Slovakia will hold the European Union’s rotating presidency in the second half of 2016, giving it a stronger voice in setting the EU agenda on the migration crisis and the aftermath of a June 23 British referendum on whether to stay in the bloc.
The deal announced by Fico is another step toward forging a cabinet of both left and right-wing parties after an inconclusive March 5 election in which his party won the most votes but lost its parliamentary majority.
The program priorities include a slight relaxation of budget consolidation and moves to make spending public money more transparent - a major concern for Slovak voters.
“(The program) takes into account priorities regarding the fight against corruption, strengthening of business environment and maintaining elements of the welfare state that Smer insisted on,” Fico told reporters alongside leaders of the other parties.
He has been holding talks with the opposition centrist Siet (Net) and Most-Hid (Bridge) parties along with the right-wing conservative Slovak National Party since Monday.

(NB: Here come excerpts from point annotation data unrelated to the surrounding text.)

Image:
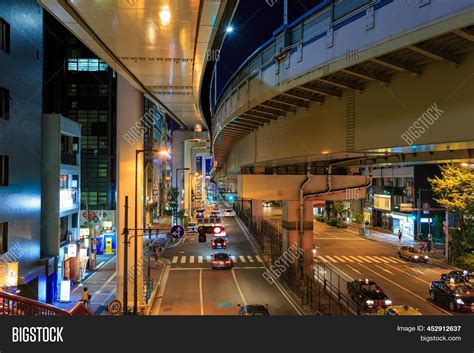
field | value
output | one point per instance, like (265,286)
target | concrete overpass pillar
(256,212)
(292,238)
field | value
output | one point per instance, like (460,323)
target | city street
(353,257)
(191,287)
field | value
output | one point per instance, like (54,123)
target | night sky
(254,23)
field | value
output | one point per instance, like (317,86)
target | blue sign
(177,232)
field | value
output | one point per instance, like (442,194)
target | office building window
(3,237)
(4,36)
(4,103)
(75,64)
(4,170)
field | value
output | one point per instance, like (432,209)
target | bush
(332,222)
(465,262)
(320,218)
(357,218)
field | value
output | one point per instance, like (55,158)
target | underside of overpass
(405,106)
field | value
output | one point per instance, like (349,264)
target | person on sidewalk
(86,297)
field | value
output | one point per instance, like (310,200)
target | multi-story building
(21,61)
(60,199)
(81,87)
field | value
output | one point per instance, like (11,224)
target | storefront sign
(382,202)
(72,250)
(12,274)
(65,292)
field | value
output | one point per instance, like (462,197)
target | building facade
(21,61)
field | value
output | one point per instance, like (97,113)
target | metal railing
(312,26)
(15,305)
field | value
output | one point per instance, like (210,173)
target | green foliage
(358,218)
(465,262)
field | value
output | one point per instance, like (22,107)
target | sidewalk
(101,285)
(436,255)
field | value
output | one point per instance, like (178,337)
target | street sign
(177,232)
(114,307)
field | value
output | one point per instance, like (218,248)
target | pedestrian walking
(86,297)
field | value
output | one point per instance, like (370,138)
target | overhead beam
(281,107)
(294,104)
(307,99)
(366,76)
(464,34)
(321,91)
(397,66)
(342,84)
(434,54)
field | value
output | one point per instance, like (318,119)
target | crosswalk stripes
(192,259)
(367,259)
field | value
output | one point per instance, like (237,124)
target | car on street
(229,212)
(221,261)
(367,294)
(412,253)
(216,230)
(456,277)
(192,227)
(456,296)
(219,243)
(254,310)
(399,310)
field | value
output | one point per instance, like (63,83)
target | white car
(192,227)
(229,213)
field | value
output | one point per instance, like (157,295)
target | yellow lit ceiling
(160,46)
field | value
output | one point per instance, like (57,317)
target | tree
(454,191)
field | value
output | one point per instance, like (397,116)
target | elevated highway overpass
(380,81)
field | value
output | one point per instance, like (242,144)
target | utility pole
(125,260)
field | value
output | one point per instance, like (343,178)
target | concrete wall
(20,137)
(130,109)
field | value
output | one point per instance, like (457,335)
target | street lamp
(163,152)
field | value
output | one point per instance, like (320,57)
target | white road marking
(407,290)
(384,269)
(354,269)
(355,259)
(339,258)
(238,287)
(364,259)
(201,297)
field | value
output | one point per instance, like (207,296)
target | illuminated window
(3,237)
(4,36)
(4,170)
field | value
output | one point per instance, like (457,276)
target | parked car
(229,212)
(219,243)
(368,294)
(412,253)
(192,227)
(399,310)
(456,276)
(221,261)
(457,296)
(254,310)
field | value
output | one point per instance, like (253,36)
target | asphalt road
(191,287)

The parties still need to agree on how many and which cabinet seats each will hold.
President Andrej Kiska had given Fico until Friday to report on his progress in forming a parliamentary majority.
The election saw eight parties win seats and analysts have said a Fico-led coalition stood a better chance than the alternative, a wide center-right coalition of six parties.

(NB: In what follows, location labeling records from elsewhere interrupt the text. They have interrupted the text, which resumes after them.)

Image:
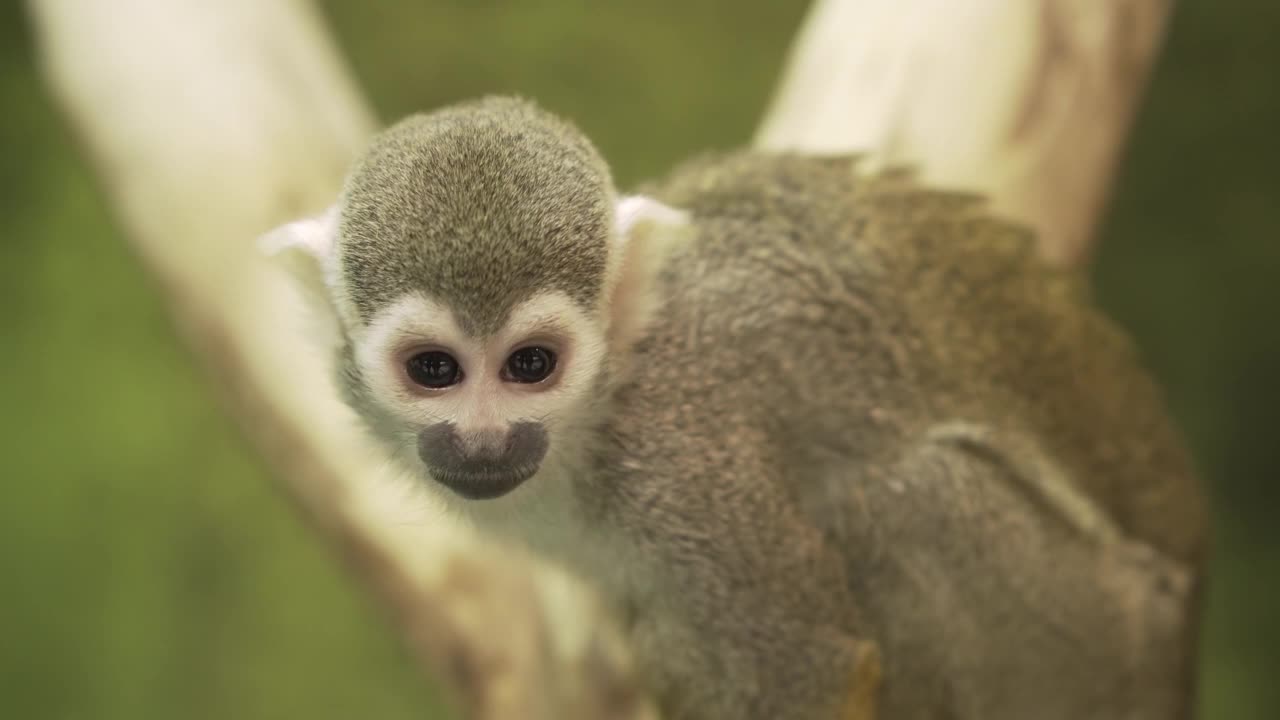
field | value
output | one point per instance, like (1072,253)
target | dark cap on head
(476,205)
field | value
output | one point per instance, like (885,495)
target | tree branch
(1025,100)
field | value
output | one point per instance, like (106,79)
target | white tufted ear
(645,232)
(307,250)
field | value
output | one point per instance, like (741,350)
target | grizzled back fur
(485,203)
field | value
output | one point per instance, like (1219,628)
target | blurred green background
(149,568)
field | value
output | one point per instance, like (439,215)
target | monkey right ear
(645,231)
(307,249)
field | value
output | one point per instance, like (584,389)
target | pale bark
(1028,101)
(211,122)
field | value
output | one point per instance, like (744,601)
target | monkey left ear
(645,231)
(306,247)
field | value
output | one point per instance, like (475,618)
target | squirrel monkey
(831,446)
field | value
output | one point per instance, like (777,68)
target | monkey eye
(433,369)
(529,365)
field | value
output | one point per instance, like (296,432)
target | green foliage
(150,569)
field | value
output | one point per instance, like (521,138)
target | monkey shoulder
(835,301)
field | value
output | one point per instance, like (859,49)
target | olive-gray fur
(842,429)
(865,417)
(481,204)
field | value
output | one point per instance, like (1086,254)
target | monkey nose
(487,445)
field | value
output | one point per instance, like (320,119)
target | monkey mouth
(483,481)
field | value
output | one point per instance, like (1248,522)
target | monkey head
(484,281)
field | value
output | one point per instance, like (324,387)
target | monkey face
(483,414)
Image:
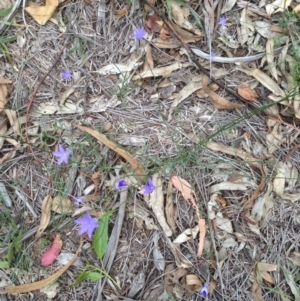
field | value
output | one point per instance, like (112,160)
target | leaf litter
(244,193)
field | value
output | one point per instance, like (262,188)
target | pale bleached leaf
(229,4)
(263,78)
(270,58)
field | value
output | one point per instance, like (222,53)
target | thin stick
(32,97)
(191,55)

The four-party grouping would command at most 85 votes in the 150-seat parliament, but four lawmakers from Siet and Most-Hid have announced they will leave in protest against teaming up with Fico rather then pursuing the right-wing alternative.
Fico, 51, has been a loud dissenter in the EU’s approach to tackling the migrant crisis in which over 1 million refugees fleeing conflict in Syria, Afghanistan and elsewhere streamed into the EU last year.
He campaigned against admitting any significant number of migrants and has sued the EU over a decision to relocate hundreds of asylum-seekers to Slovakia.
Opposition parties also took a tough line on immigration but campaigned as well against corruption and shortcomings in health care and education that weakened Smer’s appeal among voters.
The new program also calls for a reduction in the corporate tax to 21 percent from 22 percent and for reduced taxes for self-employed entrepreneurs, as well as a balanced budget in 2020, rather than in 2018 as previously targeted.